Results Of the 23 automated writing measures analyzed, only 3 measures showed promise for use in a clinical research study. The automated measures of writing legibility, duration, and peak acceleration were able to distinguish WC from healthy controls with high sensitivity and specificity, correlated with examiner-rated dystonia sub-score measures and demonstrated relatively smaller sample sizes suitable for research studies in a rare disease population.
Discussion We identified novel automated writing outcome measures for use in clinical research studies of WC subjects which capture key aspects of the clinical disease and can serve as important readout of dystonia disease mechanism as well as future disease interventions.
INTRODUCTION
Dystonia is an involuntary movement disorder characterized by sustained or intermittent muscle contractions that lead to abnormal postures (Albanese et al. 2013; Goldman 2015; Jedynak, Tranchant, and Zegers de Beyl 2001). Dystonia can be generalized in the whole body or focal to a single body part. Of the two, focal dystonias are more common (Ortiz et al. 2018; Nutt et al. 1988; Warner et al. 2000). Task specific focal dystonias are a fascinating subset that occur during a specific motor task. Writer’s cramp (WC) is an example of a task-specific focal hand dystonia that occurs during the select motor task of writing (Hallett 2006). There are no disease-modifying therapies available for dystonia and symptomatic treatments in the form of chemodenervation and oral medications provide limited efficacy (Goldman 2015). Mechanistic research studies to identify new targets for long lasting therapy for dystonia are much needed.
WC is an ideal subtype to advance disease mechanism for all forms of focal human dystonia. However, several challenges exist for research studies employing WC dystonia to advance disease mechanism. With an estimated prevalence of 15 per million persons, WC dystonia is a rare disorder that precludes large randomized placebo-controlled design for research studies (Goldman 2015; Ortiz et al. 2018; Nutt et al. 1988; Warner et al. 2000) Another challenge is that the current outcome measures for evaluating efficacy of an intervention consist of examiner-rated scales such as writer’s cramp rating scale (WCRS)(Wissel et al. 1996) and Burke Fahn Marsden (BFM) dystonia and disability scale(Burke et al. 1985). Use of these clinical scales requires specialized practitioners and is susceptible to inter-rater variability. In addition, the coarseness of categorical gradations in these examiner-rated scales may limit the ability to detect a differential response to research manipulations. Lastly, while patient self-reported scales are important for measuring quality of life outcomes, they are not suitable as primary outcome measures in an investigational research study because they are highly susceptible to placebo effect.

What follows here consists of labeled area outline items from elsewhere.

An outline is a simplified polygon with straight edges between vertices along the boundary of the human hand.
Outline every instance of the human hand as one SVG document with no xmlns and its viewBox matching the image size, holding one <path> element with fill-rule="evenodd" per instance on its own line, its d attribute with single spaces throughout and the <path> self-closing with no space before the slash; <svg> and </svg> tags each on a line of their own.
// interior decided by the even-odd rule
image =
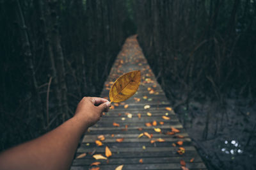
<svg viewBox="0 0 256 170">
<path fill-rule="evenodd" d="M 99 97 L 84 97 L 78 104 L 74 117 L 87 123 L 88 127 L 95 124 L 102 112 L 108 112 L 111 104 L 108 100 Z"/>
</svg>

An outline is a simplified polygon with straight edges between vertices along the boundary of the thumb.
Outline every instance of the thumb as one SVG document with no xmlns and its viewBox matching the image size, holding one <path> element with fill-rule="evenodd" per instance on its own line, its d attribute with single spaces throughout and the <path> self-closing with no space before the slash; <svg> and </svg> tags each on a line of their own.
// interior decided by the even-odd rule
<svg viewBox="0 0 256 170">
<path fill-rule="evenodd" d="M 98 107 L 100 109 L 102 112 L 108 112 L 108 109 L 111 106 L 111 104 L 109 102 L 107 102 L 101 104 Z"/>
</svg>

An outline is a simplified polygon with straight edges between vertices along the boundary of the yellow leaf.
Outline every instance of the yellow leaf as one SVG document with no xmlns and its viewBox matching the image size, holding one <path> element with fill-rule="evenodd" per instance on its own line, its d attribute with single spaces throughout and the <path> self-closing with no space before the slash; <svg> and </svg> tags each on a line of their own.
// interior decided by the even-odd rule
<svg viewBox="0 0 256 170">
<path fill-rule="evenodd" d="M 115 169 L 115 170 L 122 170 L 122 169 L 123 169 L 123 166 L 124 165 L 119 166 L 116 167 L 116 169 Z"/>
<path fill-rule="evenodd" d="M 152 113 L 148 112 L 147 113 L 147 115 L 148 115 L 148 116 L 152 116 Z"/>
<path fill-rule="evenodd" d="M 104 135 L 98 135 L 98 139 L 102 141 L 105 140 L 105 137 Z"/>
<path fill-rule="evenodd" d="M 171 118 L 165 116 L 163 116 L 162 118 L 163 118 L 164 120 L 170 120 Z"/>
<path fill-rule="evenodd" d="M 99 164 L 100 164 L 100 162 L 95 162 L 91 164 L 90 166 L 99 166 Z"/>
<path fill-rule="evenodd" d="M 166 109 L 167 111 L 169 111 L 172 110 L 172 109 L 171 107 L 165 107 L 165 109 Z"/>
<path fill-rule="evenodd" d="M 120 102 L 132 97 L 139 88 L 140 79 L 140 70 L 131 72 L 120 77 L 110 89 L 110 101 Z"/>
<path fill-rule="evenodd" d="M 97 146 L 102 146 L 102 144 L 103 144 L 102 142 L 100 142 L 100 141 L 98 141 L 98 140 L 95 140 L 95 143 L 96 143 Z"/>
<path fill-rule="evenodd" d="M 105 157 L 103 157 L 100 154 L 97 154 L 97 155 L 94 155 L 92 156 L 95 159 L 106 159 L 107 160 L 108 158 Z"/>
<path fill-rule="evenodd" d="M 149 108 L 150 108 L 150 106 L 149 105 L 144 105 L 144 109 L 149 109 Z"/>
<path fill-rule="evenodd" d="M 154 130 L 156 132 L 161 132 L 161 128 L 154 128 Z"/>
<path fill-rule="evenodd" d="M 112 155 L 112 152 L 110 151 L 109 148 L 108 146 L 106 146 L 105 148 L 105 155 L 107 157 L 109 157 Z"/>
<path fill-rule="evenodd" d="M 86 156 L 86 153 L 82 153 L 82 154 L 78 155 L 78 156 L 76 157 L 76 158 L 83 158 L 83 157 L 84 157 L 85 156 Z"/>
</svg>

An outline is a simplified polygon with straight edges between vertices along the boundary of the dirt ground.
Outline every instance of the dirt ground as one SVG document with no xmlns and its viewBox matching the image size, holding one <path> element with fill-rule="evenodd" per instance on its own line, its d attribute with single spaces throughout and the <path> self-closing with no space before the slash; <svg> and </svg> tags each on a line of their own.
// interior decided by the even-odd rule
<svg viewBox="0 0 256 170">
<path fill-rule="evenodd" d="M 223 102 L 194 100 L 175 112 L 209 169 L 255 169 L 256 102 Z"/>
</svg>

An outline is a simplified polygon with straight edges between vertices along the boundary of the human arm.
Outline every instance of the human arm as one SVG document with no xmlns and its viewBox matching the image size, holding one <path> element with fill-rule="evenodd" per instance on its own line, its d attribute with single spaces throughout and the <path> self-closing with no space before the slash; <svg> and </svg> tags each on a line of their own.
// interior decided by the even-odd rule
<svg viewBox="0 0 256 170">
<path fill-rule="evenodd" d="M 79 139 L 111 106 L 106 99 L 84 97 L 75 115 L 31 141 L 0 154 L 0 169 L 68 169 Z"/>
</svg>

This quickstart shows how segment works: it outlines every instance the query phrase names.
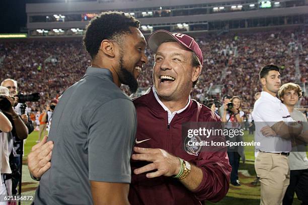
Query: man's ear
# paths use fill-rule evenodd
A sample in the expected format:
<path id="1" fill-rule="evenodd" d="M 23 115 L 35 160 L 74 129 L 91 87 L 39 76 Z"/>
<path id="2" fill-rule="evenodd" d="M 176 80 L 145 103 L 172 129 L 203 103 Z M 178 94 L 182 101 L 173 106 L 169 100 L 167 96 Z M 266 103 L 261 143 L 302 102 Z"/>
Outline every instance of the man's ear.
<path id="1" fill-rule="evenodd" d="M 260 81 L 261 81 L 263 86 L 265 86 L 266 84 L 266 79 L 265 79 L 265 77 L 262 77 L 260 79 Z"/>
<path id="2" fill-rule="evenodd" d="M 284 99 L 283 99 L 283 96 L 282 96 L 280 97 L 280 100 L 281 100 L 281 101 L 282 101 L 282 102 L 283 101 Z"/>
<path id="3" fill-rule="evenodd" d="M 193 68 L 193 73 L 191 76 L 191 81 L 194 82 L 198 79 L 198 78 L 201 74 L 202 70 L 202 66 L 198 65 L 198 66 L 195 66 Z"/>
<path id="4" fill-rule="evenodd" d="M 107 39 L 105 39 L 101 43 L 100 51 L 105 55 L 111 57 L 115 56 L 115 44 L 114 42 Z"/>

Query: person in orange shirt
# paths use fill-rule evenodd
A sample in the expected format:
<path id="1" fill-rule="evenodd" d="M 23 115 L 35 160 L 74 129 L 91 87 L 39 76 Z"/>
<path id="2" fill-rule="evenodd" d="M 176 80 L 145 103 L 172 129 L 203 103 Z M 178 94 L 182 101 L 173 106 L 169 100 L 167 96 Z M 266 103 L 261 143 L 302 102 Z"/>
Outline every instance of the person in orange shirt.
<path id="1" fill-rule="evenodd" d="M 42 137 L 42 134 L 43 136 L 45 134 L 46 132 L 46 128 L 47 126 L 47 123 L 44 121 L 42 121 L 43 116 L 46 113 L 44 110 L 43 110 L 42 113 L 40 115 L 39 118 L 39 121 L 40 121 L 40 126 L 39 127 L 39 135 L 38 139 L 36 142 L 40 142 L 41 141 L 41 138 Z"/>

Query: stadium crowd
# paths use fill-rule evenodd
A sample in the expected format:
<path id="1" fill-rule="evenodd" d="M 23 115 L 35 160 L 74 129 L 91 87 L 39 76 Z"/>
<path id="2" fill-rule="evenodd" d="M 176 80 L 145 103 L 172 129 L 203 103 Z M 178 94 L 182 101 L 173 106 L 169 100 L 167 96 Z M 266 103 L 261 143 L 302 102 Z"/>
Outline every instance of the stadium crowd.
<path id="1" fill-rule="evenodd" d="M 221 101 L 224 94 L 239 95 L 242 107 L 253 106 L 254 94 L 261 90 L 258 73 L 265 64 L 273 63 L 282 69 L 282 82 L 307 79 L 308 35 L 304 32 L 277 31 L 235 35 L 216 34 L 198 37 L 196 40 L 203 52 L 204 63 L 192 97 L 202 101 L 205 97 Z M 33 111 L 46 108 L 48 100 L 57 98 L 77 81 L 90 65 L 81 39 L 68 41 L 15 41 L 0 43 L 0 79 L 10 78 L 19 83 L 19 91 L 38 92 L 41 100 L 28 103 Z M 153 55 L 146 50 L 148 63 L 138 78 L 139 87 L 152 85 Z M 299 70 L 295 69 L 298 63 Z M 299 71 L 299 72 L 298 72 Z M 299 77 L 298 77 L 297 75 Z M 211 85 L 221 85 L 221 93 L 209 96 Z M 130 94 L 127 87 L 123 90 Z M 300 105 L 308 98 L 302 97 Z"/>

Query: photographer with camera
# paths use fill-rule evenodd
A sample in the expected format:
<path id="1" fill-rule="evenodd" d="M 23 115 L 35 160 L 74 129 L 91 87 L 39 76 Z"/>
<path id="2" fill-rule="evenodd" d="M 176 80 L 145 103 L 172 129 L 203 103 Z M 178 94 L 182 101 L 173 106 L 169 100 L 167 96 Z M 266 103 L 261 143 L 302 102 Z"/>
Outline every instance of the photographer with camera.
<path id="1" fill-rule="evenodd" d="M 241 98 L 238 96 L 234 96 L 230 102 L 224 105 L 224 110 L 222 115 L 221 121 L 227 123 L 225 128 L 229 129 L 240 129 L 242 125 L 241 123 L 244 122 L 245 113 L 242 111 L 242 105 Z M 233 138 L 226 136 L 226 140 L 233 142 L 243 141 L 243 137 L 240 135 L 235 136 Z M 231 172 L 230 183 L 235 186 L 240 186 L 239 181 L 239 167 L 240 166 L 240 159 L 242 157 L 242 160 L 245 162 L 245 156 L 243 146 L 238 146 L 235 148 L 228 147 L 228 156 L 229 163 L 232 166 Z"/>
<path id="2" fill-rule="evenodd" d="M 23 104 L 24 104 L 25 101 L 23 100 L 24 99 L 23 98 L 24 98 L 23 97 L 24 95 L 22 94 L 17 94 L 17 82 L 13 79 L 8 78 L 2 81 L 1 86 L 6 87 L 9 89 L 10 95 L 14 97 L 14 104 L 13 105 L 14 110 L 19 115 L 20 115 L 21 119 L 28 128 L 29 131 L 28 134 L 30 134 L 34 130 L 34 128 L 32 122 L 28 115 L 27 111 L 25 110 L 24 113 L 23 113 L 22 110 L 23 109 L 25 109 L 25 106 L 23 105 Z M 21 99 L 20 99 L 20 98 Z M 22 101 L 21 101 L 21 99 Z"/>
<path id="3" fill-rule="evenodd" d="M 53 111 L 58 104 L 58 100 L 53 99 L 50 101 L 50 104 L 47 106 L 46 110 L 47 112 L 44 114 L 42 117 L 42 121 L 45 122 L 47 123 L 47 135 L 49 133 L 49 129 L 51 125 L 51 117 Z"/>
<path id="4" fill-rule="evenodd" d="M 230 99 L 231 99 L 231 98 L 232 98 L 231 96 L 228 95 L 227 94 L 224 95 L 222 97 L 222 100 L 223 100 L 222 105 L 221 105 L 221 106 L 219 107 L 219 116 L 220 116 L 220 118 L 221 118 L 222 116 L 223 115 L 225 106 L 229 102 L 230 102 Z"/>
<path id="5" fill-rule="evenodd" d="M 0 195 L 12 193 L 12 169 L 10 155 L 13 150 L 13 132 L 24 137 L 28 132 L 22 119 L 13 109 L 14 102 L 14 98 L 10 96 L 9 89 L 0 86 Z M 15 128 L 16 125 L 21 124 L 19 129 Z"/>
<path id="6" fill-rule="evenodd" d="M 3 109 L 7 117 L 11 120 L 13 125 L 12 135 L 14 140 L 14 149 L 10 156 L 10 163 L 12 173 L 8 177 L 12 178 L 12 192 L 16 194 L 17 185 L 19 183 L 19 193 L 21 193 L 22 161 L 23 154 L 24 140 L 28 137 L 34 128 L 32 122 L 26 112 L 28 101 L 37 101 L 39 95 L 36 94 L 24 95 L 17 93 L 17 82 L 13 79 L 6 79 L 1 83 L 1 86 L 9 89 L 10 96 L 14 99 L 14 103 L 9 108 Z M 13 105 L 13 106 L 12 106 Z"/>

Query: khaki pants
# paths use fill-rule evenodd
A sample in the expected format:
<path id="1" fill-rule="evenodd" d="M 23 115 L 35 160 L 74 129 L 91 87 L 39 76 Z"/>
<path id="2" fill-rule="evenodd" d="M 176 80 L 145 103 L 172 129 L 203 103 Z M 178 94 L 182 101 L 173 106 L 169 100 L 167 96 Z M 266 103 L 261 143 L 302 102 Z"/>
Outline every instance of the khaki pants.
<path id="1" fill-rule="evenodd" d="M 290 167 L 287 156 L 259 152 L 255 168 L 261 182 L 262 205 L 279 205 L 290 183 Z"/>

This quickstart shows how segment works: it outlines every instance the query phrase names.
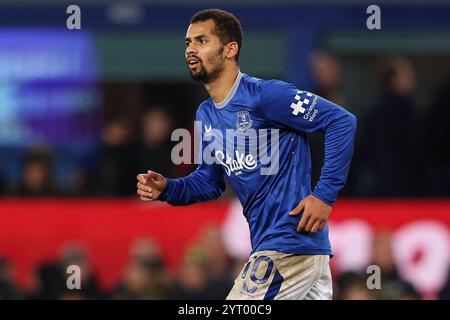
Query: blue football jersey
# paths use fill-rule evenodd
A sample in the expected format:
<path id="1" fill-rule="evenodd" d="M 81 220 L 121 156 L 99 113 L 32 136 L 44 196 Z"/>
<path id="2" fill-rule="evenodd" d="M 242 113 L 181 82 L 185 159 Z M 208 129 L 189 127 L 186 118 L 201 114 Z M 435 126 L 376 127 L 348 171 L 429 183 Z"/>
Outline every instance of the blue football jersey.
<path id="1" fill-rule="evenodd" d="M 301 215 L 289 212 L 310 194 L 332 205 L 344 186 L 353 152 L 356 118 L 344 108 L 280 80 L 239 73 L 225 101 L 200 104 L 197 169 L 168 179 L 160 200 L 187 205 L 219 197 L 228 180 L 243 207 L 252 253 L 332 254 L 328 225 L 296 231 Z M 320 179 L 311 189 L 307 134 L 325 135 Z"/>

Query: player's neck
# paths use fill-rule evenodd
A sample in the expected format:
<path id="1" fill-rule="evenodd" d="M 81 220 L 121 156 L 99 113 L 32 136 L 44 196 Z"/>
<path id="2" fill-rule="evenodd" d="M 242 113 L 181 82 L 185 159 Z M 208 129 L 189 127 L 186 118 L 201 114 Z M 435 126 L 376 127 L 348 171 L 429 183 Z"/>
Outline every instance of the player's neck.
<path id="1" fill-rule="evenodd" d="M 215 103 L 224 101 L 233 89 L 234 82 L 239 74 L 238 66 L 225 68 L 220 77 L 210 83 L 205 84 L 206 91 Z"/>

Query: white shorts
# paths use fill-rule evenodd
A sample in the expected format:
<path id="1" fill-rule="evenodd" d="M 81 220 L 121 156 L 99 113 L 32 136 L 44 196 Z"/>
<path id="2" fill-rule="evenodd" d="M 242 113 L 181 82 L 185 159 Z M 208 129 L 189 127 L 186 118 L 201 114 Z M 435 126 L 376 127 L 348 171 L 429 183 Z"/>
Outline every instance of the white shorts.
<path id="1" fill-rule="evenodd" d="M 252 254 L 227 300 L 331 300 L 328 255 Z"/>

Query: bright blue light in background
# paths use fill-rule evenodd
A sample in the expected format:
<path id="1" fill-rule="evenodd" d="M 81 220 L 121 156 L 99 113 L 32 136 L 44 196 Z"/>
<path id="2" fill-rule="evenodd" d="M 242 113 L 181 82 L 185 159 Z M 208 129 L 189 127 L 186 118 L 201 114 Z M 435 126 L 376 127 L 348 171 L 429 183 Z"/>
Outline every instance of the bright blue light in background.
<path id="1" fill-rule="evenodd" d="M 52 148 L 59 177 L 89 165 L 102 122 L 99 73 L 87 32 L 1 28 L 0 170 L 17 181 L 23 152 L 37 145 Z"/>

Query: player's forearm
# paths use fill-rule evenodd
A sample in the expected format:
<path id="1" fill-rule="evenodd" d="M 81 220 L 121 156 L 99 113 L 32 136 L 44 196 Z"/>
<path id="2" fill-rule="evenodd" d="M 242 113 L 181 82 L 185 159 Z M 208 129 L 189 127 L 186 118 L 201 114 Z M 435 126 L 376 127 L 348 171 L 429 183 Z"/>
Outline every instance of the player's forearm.
<path id="1" fill-rule="evenodd" d="M 329 205 L 344 187 L 350 169 L 356 117 L 344 111 L 325 128 L 325 161 L 313 195 Z"/>
<path id="2" fill-rule="evenodd" d="M 174 206 L 183 206 L 216 199 L 224 191 L 224 183 L 212 181 L 206 175 L 194 171 L 184 178 L 167 179 L 167 187 L 158 200 Z"/>

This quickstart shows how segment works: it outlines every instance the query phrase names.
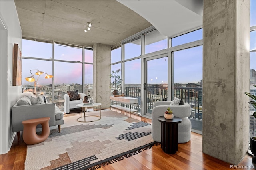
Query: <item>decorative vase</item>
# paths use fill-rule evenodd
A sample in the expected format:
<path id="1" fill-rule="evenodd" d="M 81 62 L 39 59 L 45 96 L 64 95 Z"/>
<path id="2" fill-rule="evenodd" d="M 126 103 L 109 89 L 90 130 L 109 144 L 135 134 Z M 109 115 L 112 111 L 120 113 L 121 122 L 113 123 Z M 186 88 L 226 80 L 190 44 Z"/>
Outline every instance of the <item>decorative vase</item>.
<path id="1" fill-rule="evenodd" d="M 256 164 L 256 137 L 252 137 L 250 140 L 250 148 L 252 153 L 254 155 L 252 158 L 252 160 L 254 165 Z"/>
<path id="2" fill-rule="evenodd" d="M 112 93 L 113 93 L 113 95 L 114 95 L 114 96 L 115 96 L 116 95 L 119 95 L 119 94 L 120 94 L 120 93 L 118 90 L 114 90 L 114 91 L 113 91 L 113 92 L 112 92 Z"/>
<path id="3" fill-rule="evenodd" d="M 164 118 L 167 119 L 173 119 L 173 114 L 164 113 Z"/>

Automated motor performance measures offer an opportunity to bypass these limitations. Previous evaluations of writing kinematics using a graphic tablet have reported several writing measures that can distinguish WC from healthy volunteers (HV): mean duration of writing, mean axial pressure, mean stroke frequency, coefficient of variation of peak velocity, and normalized jerk (Zeuner et al. 2007; Siebner et al. 1999; Teresa Jacobson Kimberley et al. 2015; Bradnam et al. 2015; Hermsdörfer et al. 2011; Schenk et al. 2004; Teresa J. Kimberley et al. 2015). Two of these studies additionally compared these kinematic measures to examiner WCRS and patient Arms Dystonia & Disability Scale (Zeuner et al. 2007; Hermsdörfer et al. 2011). The automated measures were found not to correlate with examiner or patient scales; a finding the authors attributed to differing aspects of motor impairments captured by the writing kinematics and rating scales (Zeuner et al. 2007; Hermsdörfer et al. 2011). The inability to correlate automated measures to known examiner and patient scales, however, makes it difficult to apply the research findings to a broader understanding of the clinical disease. Move over, no study to date has evaluated the sensitivity and specificity of these outcome measures to differentiate WC from HV and whether such measures would have sufficient signal to noise ratio to test a research hypothesis with a realistic sample size in this rare disease.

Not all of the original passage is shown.